With just a few short months to campaign, Vice President Kamala Harris, now the presumptive Democratic nominee for president, will have to decide whether to stake out her own path and break with President Biden on economic policy, among the top issues on voters’ minds, or vigorously defend what’s been called “Bidenomics.”
Harris will likely also be hampered by persistent inflation, which is affecting prices for consumers on everything from auto insurance to hotel rooms, transportation, and prescription drugs. Analyses conducted indicate this is a serious weakness for Harris heading into the fall election season. Inflation reached record levels during the Biden administration.
The most important official act as Vice President was Harris’s tie breaking vote on the Inflation Reduction Act, which Heritage Foundation’s Preston Brashers argues has not driven inflation down, pointing to “budget, inflation, and interest rate numbers in 2023” that “have been worse than expected.”
Looking back to her failed 2020 campaign for president, Harris proposed increasing taxes on American businesses to 35%. According to the Tax Policy Center, raising taxes will discourage businesses from hiring and investing more.
As a candidate, Harris offered a student loan debt forgiveness plan that would forgive up to $20,000 in specific types of loans if borrowers started a business, operating in a “disadvantaged community.” As Vice President, Harris supported Biden’s efforts to cancel up to $10,000 in borrowers’ student loan debts. This plan was eventually struck down by the Supreme Court. Some argue that student loan forgiveness ultimately impacts the wallets of the general public.

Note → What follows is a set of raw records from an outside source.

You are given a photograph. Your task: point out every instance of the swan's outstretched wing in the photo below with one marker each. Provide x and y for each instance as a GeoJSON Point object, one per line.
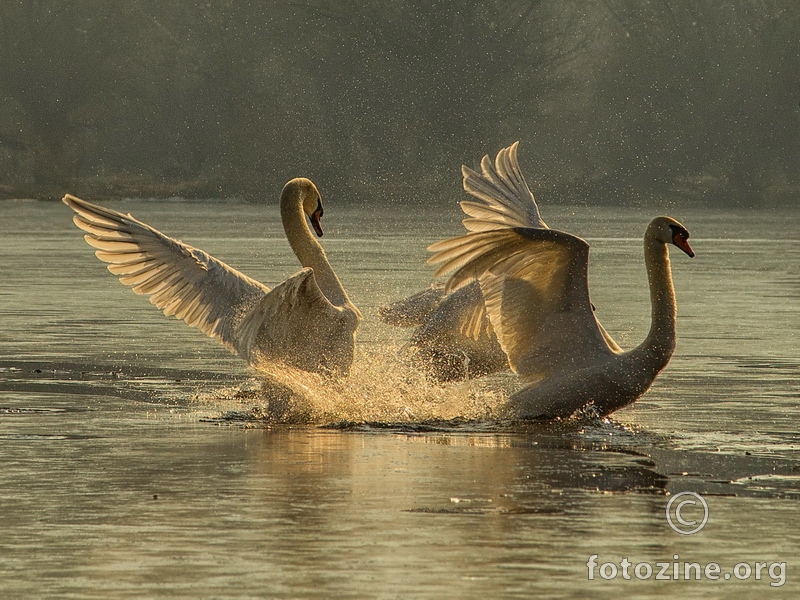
{"type": "Point", "coordinates": [535, 289]}
{"type": "Point", "coordinates": [181, 280]}
{"type": "Point", "coordinates": [506, 200]}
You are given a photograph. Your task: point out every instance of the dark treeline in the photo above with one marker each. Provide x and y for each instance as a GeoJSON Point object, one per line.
{"type": "Point", "coordinates": [614, 101]}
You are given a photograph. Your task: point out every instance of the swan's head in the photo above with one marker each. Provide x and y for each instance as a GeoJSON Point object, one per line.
{"type": "Point", "coordinates": [668, 231]}
{"type": "Point", "coordinates": [303, 191]}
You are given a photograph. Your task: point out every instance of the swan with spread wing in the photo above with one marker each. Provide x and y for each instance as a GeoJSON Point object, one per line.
{"type": "Point", "coordinates": [536, 296]}
{"type": "Point", "coordinates": [308, 321]}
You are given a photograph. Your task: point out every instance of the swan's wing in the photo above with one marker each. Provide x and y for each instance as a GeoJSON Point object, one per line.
{"type": "Point", "coordinates": [296, 323]}
{"type": "Point", "coordinates": [181, 280]}
{"type": "Point", "coordinates": [505, 198]}
{"type": "Point", "coordinates": [535, 289]}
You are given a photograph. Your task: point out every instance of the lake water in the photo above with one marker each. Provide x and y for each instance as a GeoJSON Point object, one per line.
{"type": "Point", "coordinates": [134, 466]}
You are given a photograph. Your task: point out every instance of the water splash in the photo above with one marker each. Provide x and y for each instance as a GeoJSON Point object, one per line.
{"type": "Point", "coordinates": [382, 387]}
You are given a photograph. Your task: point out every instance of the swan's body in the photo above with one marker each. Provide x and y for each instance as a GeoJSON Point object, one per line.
{"type": "Point", "coordinates": [536, 295]}
{"type": "Point", "coordinates": [307, 321]}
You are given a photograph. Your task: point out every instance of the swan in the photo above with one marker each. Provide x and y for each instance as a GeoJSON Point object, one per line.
{"type": "Point", "coordinates": [536, 295]}
{"type": "Point", "coordinates": [439, 345]}
{"type": "Point", "coordinates": [308, 321]}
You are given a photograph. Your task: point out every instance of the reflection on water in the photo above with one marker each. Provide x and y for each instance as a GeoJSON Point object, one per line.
{"type": "Point", "coordinates": [135, 466]}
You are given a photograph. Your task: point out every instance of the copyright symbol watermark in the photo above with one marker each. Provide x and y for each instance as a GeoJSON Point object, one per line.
{"type": "Point", "coordinates": [684, 520]}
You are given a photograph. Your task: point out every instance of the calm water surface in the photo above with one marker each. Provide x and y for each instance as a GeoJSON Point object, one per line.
{"type": "Point", "coordinates": [130, 472]}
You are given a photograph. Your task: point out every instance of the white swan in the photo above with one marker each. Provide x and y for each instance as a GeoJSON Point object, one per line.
{"type": "Point", "coordinates": [307, 321]}
{"type": "Point", "coordinates": [536, 294]}
{"type": "Point", "coordinates": [439, 345]}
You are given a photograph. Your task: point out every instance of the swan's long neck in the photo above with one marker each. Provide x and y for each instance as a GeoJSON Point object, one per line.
{"type": "Point", "coordinates": [659, 344]}
{"type": "Point", "coordinates": [307, 249]}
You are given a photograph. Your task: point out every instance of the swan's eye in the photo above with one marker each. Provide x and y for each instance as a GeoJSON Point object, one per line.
{"type": "Point", "coordinates": [680, 238]}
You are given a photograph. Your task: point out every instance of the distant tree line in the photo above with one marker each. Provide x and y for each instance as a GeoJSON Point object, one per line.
{"type": "Point", "coordinates": [614, 101]}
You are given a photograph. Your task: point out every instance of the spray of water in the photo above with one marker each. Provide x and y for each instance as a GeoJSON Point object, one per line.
{"type": "Point", "coordinates": [382, 388]}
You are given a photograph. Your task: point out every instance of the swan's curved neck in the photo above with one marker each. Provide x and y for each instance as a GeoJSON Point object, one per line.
{"type": "Point", "coordinates": [307, 249]}
{"type": "Point", "coordinates": [659, 344]}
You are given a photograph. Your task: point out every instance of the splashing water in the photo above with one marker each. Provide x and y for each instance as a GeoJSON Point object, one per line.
{"type": "Point", "coordinates": [382, 387]}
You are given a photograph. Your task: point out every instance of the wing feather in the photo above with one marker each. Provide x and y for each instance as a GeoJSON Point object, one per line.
{"type": "Point", "coordinates": [181, 280]}
{"type": "Point", "coordinates": [533, 279]}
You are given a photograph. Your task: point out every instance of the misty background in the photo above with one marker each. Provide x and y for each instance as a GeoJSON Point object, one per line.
{"type": "Point", "coordinates": [614, 102]}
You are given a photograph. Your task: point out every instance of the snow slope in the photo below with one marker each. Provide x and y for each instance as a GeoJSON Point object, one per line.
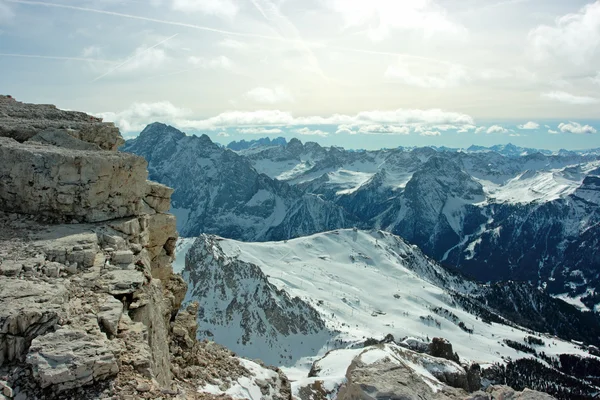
{"type": "Point", "coordinates": [370, 284]}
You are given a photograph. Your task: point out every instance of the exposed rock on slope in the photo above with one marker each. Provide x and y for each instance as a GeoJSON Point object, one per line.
{"type": "Point", "coordinates": [22, 121]}
{"type": "Point", "coordinates": [243, 311]}
{"type": "Point", "coordinates": [89, 310]}
{"type": "Point", "coordinates": [219, 192]}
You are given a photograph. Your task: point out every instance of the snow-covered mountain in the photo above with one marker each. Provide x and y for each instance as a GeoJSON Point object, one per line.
{"type": "Point", "coordinates": [350, 286]}
{"type": "Point", "coordinates": [219, 191]}
{"type": "Point", "coordinates": [495, 213]}
{"type": "Point", "coordinates": [521, 216]}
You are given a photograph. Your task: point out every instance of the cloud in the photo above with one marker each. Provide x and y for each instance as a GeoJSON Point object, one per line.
{"type": "Point", "coordinates": [146, 59]}
{"type": "Point", "coordinates": [91, 52]}
{"type": "Point", "coordinates": [381, 17]}
{"type": "Point", "coordinates": [220, 8]}
{"type": "Point", "coordinates": [6, 14]}
{"type": "Point", "coordinates": [573, 37]}
{"type": "Point", "coordinates": [220, 62]}
{"type": "Point", "coordinates": [430, 133]}
{"type": "Point", "coordinates": [275, 95]}
{"type": "Point", "coordinates": [138, 115]}
{"type": "Point", "coordinates": [311, 132]}
{"type": "Point", "coordinates": [569, 98]}
{"type": "Point", "coordinates": [394, 122]}
{"type": "Point", "coordinates": [530, 126]}
{"type": "Point", "coordinates": [373, 129]}
{"type": "Point", "coordinates": [496, 129]}
{"type": "Point", "coordinates": [149, 57]}
{"type": "Point", "coordinates": [447, 77]}
{"type": "Point", "coordinates": [260, 131]}
{"type": "Point", "coordinates": [577, 128]}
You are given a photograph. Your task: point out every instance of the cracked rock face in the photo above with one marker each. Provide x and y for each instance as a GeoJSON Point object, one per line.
{"type": "Point", "coordinates": [87, 290]}
{"type": "Point", "coordinates": [22, 121]}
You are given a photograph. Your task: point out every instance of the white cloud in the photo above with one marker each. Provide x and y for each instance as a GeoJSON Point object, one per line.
{"type": "Point", "coordinates": [138, 115]}
{"type": "Point", "coordinates": [569, 98]}
{"type": "Point", "coordinates": [380, 17]}
{"type": "Point", "coordinates": [275, 95]}
{"type": "Point", "coordinates": [573, 37]}
{"type": "Point", "coordinates": [430, 133]}
{"type": "Point", "coordinates": [260, 131]}
{"type": "Point", "coordinates": [373, 129]}
{"type": "Point", "coordinates": [233, 44]}
{"type": "Point", "coordinates": [220, 62]}
{"type": "Point", "coordinates": [496, 129]}
{"type": "Point", "coordinates": [91, 52]}
{"type": "Point", "coordinates": [311, 132]}
{"type": "Point", "coordinates": [6, 14]}
{"type": "Point", "coordinates": [577, 128]}
{"type": "Point", "coordinates": [145, 58]}
{"type": "Point", "coordinates": [446, 77]}
{"type": "Point", "coordinates": [530, 126]}
{"type": "Point", "coordinates": [221, 8]}
{"type": "Point", "coordinates": [388, 122]}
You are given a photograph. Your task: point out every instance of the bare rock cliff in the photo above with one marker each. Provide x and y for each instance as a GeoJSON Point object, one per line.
{"type": "Point", "coordinates": [89, 304]}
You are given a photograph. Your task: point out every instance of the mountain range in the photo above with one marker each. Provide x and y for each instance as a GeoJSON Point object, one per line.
{"type": "Point", "coordinates": [491, 213]}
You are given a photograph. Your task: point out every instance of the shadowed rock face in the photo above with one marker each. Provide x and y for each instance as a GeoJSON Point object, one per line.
{"type": "Point", "coordinates": [87, 291]}
{"type": "Point", "coordinates": [22, 121]}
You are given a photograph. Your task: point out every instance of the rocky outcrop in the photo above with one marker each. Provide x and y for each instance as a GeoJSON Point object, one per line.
{"type": "Point", "coordinates": [89, 299]}
{"type": "Point", "coordinates": [242, 310]}
{"type": "Point", "coordinates": [388, 371]}
{"type": "Point", "coordinates": [70, 185]}
{"type": "Point", "coordinates": [22, 121]}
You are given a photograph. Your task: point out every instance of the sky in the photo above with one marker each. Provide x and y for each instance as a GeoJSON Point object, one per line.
{"type": "Point", "coordinates": [355, 73]}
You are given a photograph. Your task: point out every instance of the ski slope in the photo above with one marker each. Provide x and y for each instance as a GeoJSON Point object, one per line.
{"type": "Point", "coordinates": [370, 284]}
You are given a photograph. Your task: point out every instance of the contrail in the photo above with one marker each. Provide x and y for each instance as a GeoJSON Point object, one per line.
{"type": "Point", "coordinates": [56, 57]}
{"type": "Point", "coordinates": [272, 13]}
{"type": "Point", "coordinates": [133, 57]}
{"type": "Point", "coordinates": [158, 21]}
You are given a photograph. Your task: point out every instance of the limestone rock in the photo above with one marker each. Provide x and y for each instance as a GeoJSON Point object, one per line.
{"type": "Point", "coordinates": [442, 348]}
{"type": "Point", "coordinates": [22, 121]}
{"type": "Point", "coordinates": [29, 309]}
{"type": "Point", "coordinates": [62, 138]}
{"type": "Point", "coordinates": [70, 184]}
{"type": "Point", "coordinates": [158, 197]}
{"type": "Point", "coordinates": [110, 314]}
{"type": "Point", "coordinates": [120, 282]}
{"type": "Point", "coordinates": [68, 359]}
{"type": "Point", "coordinates": [122, 257]}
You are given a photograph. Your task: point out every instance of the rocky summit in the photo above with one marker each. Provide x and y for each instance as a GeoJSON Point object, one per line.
{"type": "Point", "coordinates": [90, 306]}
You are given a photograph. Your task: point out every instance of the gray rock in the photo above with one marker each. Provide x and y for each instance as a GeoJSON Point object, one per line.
{"type": "Point", "coordinates": [122, 257]}
{"type": "Point", "coordinates": [62, 138]}
{"type": "Point", "coordinates": [22, 121]}
{"type": "Point", "coordinates": [110, 313]}
{"type": "Point", "coordinates": [29, 309]}
{"type": "Point", "coordinates": [11, 268]}
{"type": "Point", "coordinates": [70, 184]}
{"type": "Point", "coordinates": [68, 359]}
{"type": "Point", "coordinates": [123, 281]}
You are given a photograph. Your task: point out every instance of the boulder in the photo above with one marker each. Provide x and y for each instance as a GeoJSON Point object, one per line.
{"type": "Point", "coordinates": [22, 121]}
{"type": "Point", "coordinates": [69, 184]}
{"type": "Point", "coordinates": [29, 309]}
{"type": "Point", "coordinates": [110, 313]}
{"type": "Point", "coordinates": [68, 359]}
{"type": "Point", "coordinates": [62, 138]}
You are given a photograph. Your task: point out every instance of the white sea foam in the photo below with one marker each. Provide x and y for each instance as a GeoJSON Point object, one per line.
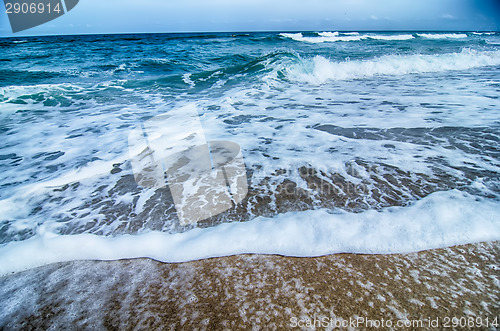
{"type": "Point", "coordinates": [439, 220]}
{"type": "Point", "coordinates": [324, 37]}
{"type": "Point", "coordinates": [442, 35]}
{"type": "Point", "coordinates": [350, 36]}
{"type": "Point", "coordinates": [319, 69]}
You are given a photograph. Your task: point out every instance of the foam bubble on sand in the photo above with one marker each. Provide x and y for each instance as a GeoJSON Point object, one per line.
{"type": "Point", "coordinates": [442, 219]}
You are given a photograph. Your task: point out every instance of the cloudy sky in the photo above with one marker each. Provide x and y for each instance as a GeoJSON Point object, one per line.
{"type": "Point", "coordinates": [133, 16]}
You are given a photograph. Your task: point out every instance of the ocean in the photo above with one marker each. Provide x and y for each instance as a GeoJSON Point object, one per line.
{"type": "Point", "coordinates": [358, 142]}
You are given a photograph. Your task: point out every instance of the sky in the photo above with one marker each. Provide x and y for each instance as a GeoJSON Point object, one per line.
{"type": "Point", "coordinates": [144, 16]}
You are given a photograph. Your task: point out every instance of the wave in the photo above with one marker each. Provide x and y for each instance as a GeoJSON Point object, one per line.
{"type": "Point", "coordinates": [324, 37]}
{"type": "Point", "coordinates": [319, 70]}
{"type": "Point", "coordinates": [442, 35]}
{"type": "Point", "coordinates": [462, 219]}
{"type": "Point", "coordinates": [349, 36]}
{"type": "Point", "coordinates": [483, 33]}
{"type": "Point", "coordinates": [392, 37]}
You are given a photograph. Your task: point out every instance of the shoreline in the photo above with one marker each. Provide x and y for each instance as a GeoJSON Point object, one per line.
{"type": "Point", "coordinates": [245, 291]}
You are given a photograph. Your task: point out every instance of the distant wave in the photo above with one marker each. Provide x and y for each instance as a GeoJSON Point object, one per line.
{"type": "Point", "coordinates": [442, 35]}
{"type": "Point", "coordinates": [319, 70]}
{"type": "Point", "coordinates": [349, 36]}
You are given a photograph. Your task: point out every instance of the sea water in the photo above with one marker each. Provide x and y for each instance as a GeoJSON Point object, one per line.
{"type": "Point", "coordinates": [357, 142]}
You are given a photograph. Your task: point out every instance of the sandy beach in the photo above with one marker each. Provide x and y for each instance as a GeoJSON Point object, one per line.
{"type": "Point", "coordinates": [344, 291]}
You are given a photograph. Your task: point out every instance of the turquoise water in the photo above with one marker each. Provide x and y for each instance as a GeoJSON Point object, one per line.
{"type": "Point", "coordinates": [326, 121]}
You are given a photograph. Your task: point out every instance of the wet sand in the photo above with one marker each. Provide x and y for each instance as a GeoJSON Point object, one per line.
{"type": "Point", "coordinates": [258, 292]}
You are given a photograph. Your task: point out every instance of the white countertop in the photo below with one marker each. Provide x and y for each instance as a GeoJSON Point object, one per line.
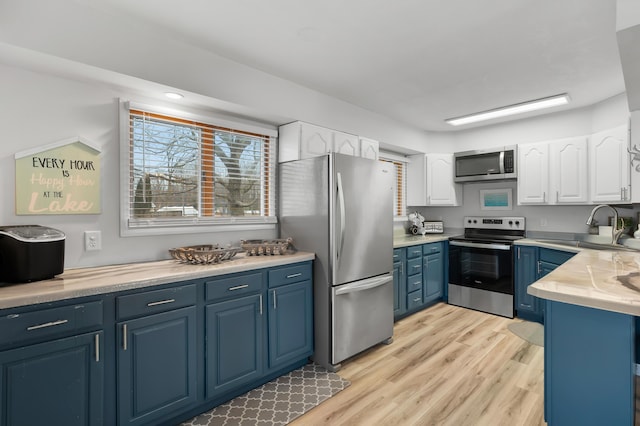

Reports indicate Harris’ economic policies may be “more progressive” than Biden’s, including in housing policy. While the Biden administration offered a plan to cap rent increases nationally at 5%, Harris also proposed spending $100 billion in federal funds to help people who have “been unable to get home loans.”
Some believe that what little there is of Harris’ standalone record on economic matters, puts her “substantially to the left of Biden”, noting she voted against the Tax Cuts and Jobs Act, the USMCA trade pact between the United States, Mexico, and Canada, and that a nonpartisan group ranked her as the most liberal senator before the group retroactively changed their rankings. Harris now no longer ranks as the most liberal after the changes.
Harris will have just over 100 days to either offer voters her own vision of the American economy and spending or urge voters to stay the course with “Bidenomics.”